XXVII
Однажды в августе я пошел на хутор к толстовцам перед вечером. В городе было безлюдно в этот еще знойный час, к тому же была суббота. Я шел мимо еврейских закрытых магазинов и старых торговых рядов. Медленно звонили к вечерне, в улицах уже лежали длинные тени от садов и домов, но все еще стоял тот особый предвечерний зной, что бывает в южных городах в конце лета, когда все сожжено даже в садах и палисадниках, которые изо дня в день пеклись на солнце, когда все и всюду — ив городе, и в степи, и на баштанах — сладко утомлено долгим летом.
На площади, у городского колодца, богиней стояла рослая хохлушка в подкованных башмаках на босу ногу; у нее были карие глаза и та ясность широкого чела, которая присуща хохлушкам и полькам. В улицу, которая шла с площади под гору, в долину, глядела предвечерняя даль южного горизонта, чуть видных степных холмов.
Спустясь по этой улице, я свернул в тесный переулок между мещанскими поместьями городской окраины и вышел на леваду, чтобы подняться на гору за ней, в степь. На леваде, на гумнах среди голубых и белых мазанок, мелькали в воздухе цепы: это молотили те самые парубки, которые так дико и чудесно гукали или пели на церковный лад в летние ночи. На горе вся степь, насколько хватал глаз, была золотая от густого жнивья. На широком шляхе лежала такая глубокая и мягкая пыль, что казалось, будто идешь в бархатных сапогах. И все вокруг — вся степь и весь воздух — нестерпимо блестело от низкого солнца. Влево от шляха, на обрыве над долиной, стояла хата с облупившимся мелом стен — это и был хутор толстовцев. Я со шляха пошел к нему целиком, по жнивью. Но на хуторе все оказалось пусто — ив хате, и вокруг хаты. Я заглянул в ее открытое окошечко — там густо зашумела по стенам, по потолку и в горшках на полках чернота несметных мух. Я заглянул в открытые ворота скотника — одно вечернее солнце краснеет на сухом навозе. Я пошел на баштан и увидел жену младшего толстовца — она сидела на крайней меже баштана. Я подходил — она не замечала или делала вид, что не замечает меня: неподвижно сидит боком, маленькая, одинокая, откинула в сторону босые ноги, одной рукой упирается в землю, другой держит во рту соломинку. — Добрый вечер, — сказал я, подойдя. — Что это вы так грустны? — Бувайте и сидайте, — ответила она с усмешкой и, бросив соломинку, протянула мне загорелую руку.
Я сел и посмотрел: совсем девчонка, стерегущая баштаны! Выгоревшие от солнца волосы, деревенская рубашка с большим вырезом на шее, старенькая черная плахта, обтягивающая по-женски развитые бедра. Маленькие босые ноги ее были пыльны и тоже темны и сухи от загара, — как это, подумал я, ходит она босиком по навозу и всяким колким травам! От того, что она была из нашего круга, где не показывают босых ног, мне всегда было и неловко и очень тянуло смотреть на ее ноги. Почувствовав мой взгляд, она поджала их. — А где же ваши?

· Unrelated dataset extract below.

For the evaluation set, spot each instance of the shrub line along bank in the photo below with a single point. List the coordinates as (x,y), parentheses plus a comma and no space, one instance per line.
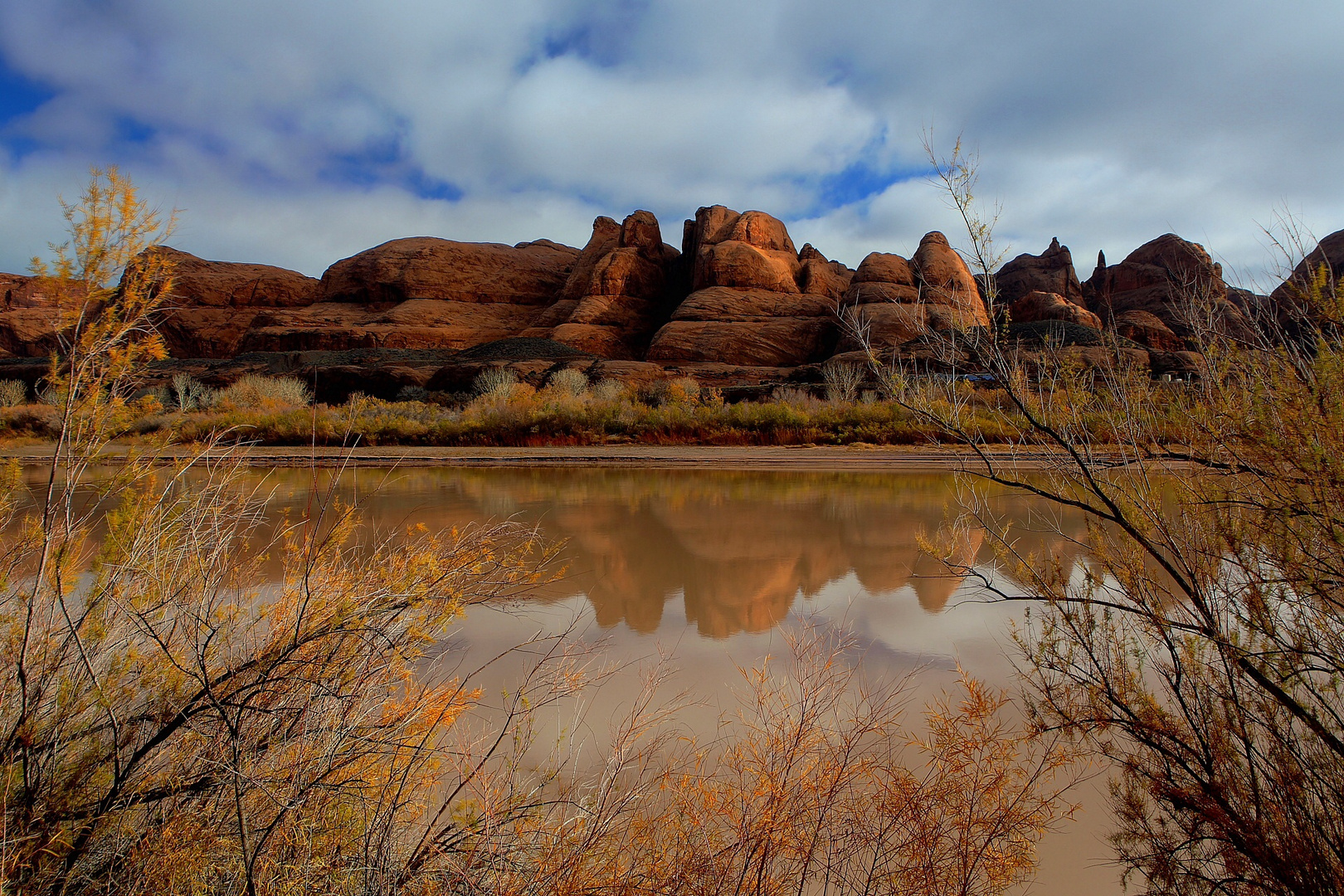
(567,411)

Она опять усмехнулась: — Наши ушли кто куда. Один святой братец ушел на леваду, молотить, помогает какой-то бедной вдове, другой понес в город письма к великому учителю: очередной отчет за неделю во всех наших прегрешениях, искушениях и плотских одолениях. Кроме того — очередное «испытание», о котором тоже надо сообщить: в Харькове арестовали «брата» Павловского за распространение листовок — против военной службы, конечно. — Вы что-то очень не в духе. — Надоело, — сказала она, тряхнув головой, откидывая ее назад. — Не могу больше, — прибавила она тихо. — Что не могу? — Ничего не могу. Дайте мне папиросу. — Папиросу? — Да, да, папиросу!
Я дал, зажег спичку, она быстро и неумело закурила и, отрывисто затягиваясь и по-женски выдувая из губ дым, замолчала, глядя в даль за долину. Низкое солнце еще грело нам плечи и тяжелые длинные арбузы, которые лежали возле нас, вдавившись боками в сухую землю среди сожженных плетей, перепутанных, как змеи…
Вдруг она швырнула папиросу и, упав головой на мои колени, жадно зарыдала.
И по тому, как я утешал ее, целовал в пахнущие солнцем волосы, как сжимал ее плечи и глядел на ее ноги, очень хорошо понял, зачем я хожу к толстовцам.
А Николаев? Зачем нужен был Николаев? Едучи, я кое-что записывал: — Только что выехали из Кременчуга, вечер. На вокзале в Кременчуге, на платформе, в буфете, множество народу, южная духота, южная толкотня. В вагонах тоже. Больше всего хохлушек, все молодых, загорелых, бойких, возбужденных дорогой и жарой, — едут куда-то «на низы», на работы. Так волнуют горячим запахом тела и деревенской одежды, так стрекочут, пьют, едят и играют скороговоркой и ореховыми глазами, что даже тяжело… — Длинный, длинный мост через Днепр, красное слепящее солнце в окна справа, внизу и вдали полнота мутной желтой воды. На песчаной отмели множество совершенно свободно раздевающихся догола и купающихся женщин. Вон одна скинула рубашку, побежала и неловко упала грудью в воду, буйно забила в ней ногами… — Уже далеко за Днепром. Вечерняя тень в пустынных горах, покрытых скошенной травой и жнивьем. Почему-то думал о Святополке Окаянном: вот в такой же вечер он едет верхом по этой долине впереди небольшой дружины — куда, что думает? И это было тысячу лет тому назад, и все так же прекрасно на земле и теперь. Нет, это не Святополк, это какой-то дикий мужик, шагом едет на потной лошади в тени меж горами, и сзади него сидит женщина со связанными за спиной руками, в растрепанных волосах, с заголенными молодыми коленками, стиснув зубы, смотрит ему в затылок, он зорко глядит вперед… — Лунная мокрая ночь. За окнами ровная степь, черная грязь дорог. Весь вагон спит, сумрак, огарок толстой свечи в пыльном фонаре. В опущенное окно дует полевой сыростью, которая странно мешается с густым, вонючим воздухом вагона. Некоторые хохлушки спят навзничь, раскинувшись. Раскрытые губы, груди под сорочками, тяжелые бедра в плахтах и юбках… Одна сейчас проснулась и долго смотрела прямо на меня. Все спят — так и кажется, что вот-вот позовет таинственным шопотом…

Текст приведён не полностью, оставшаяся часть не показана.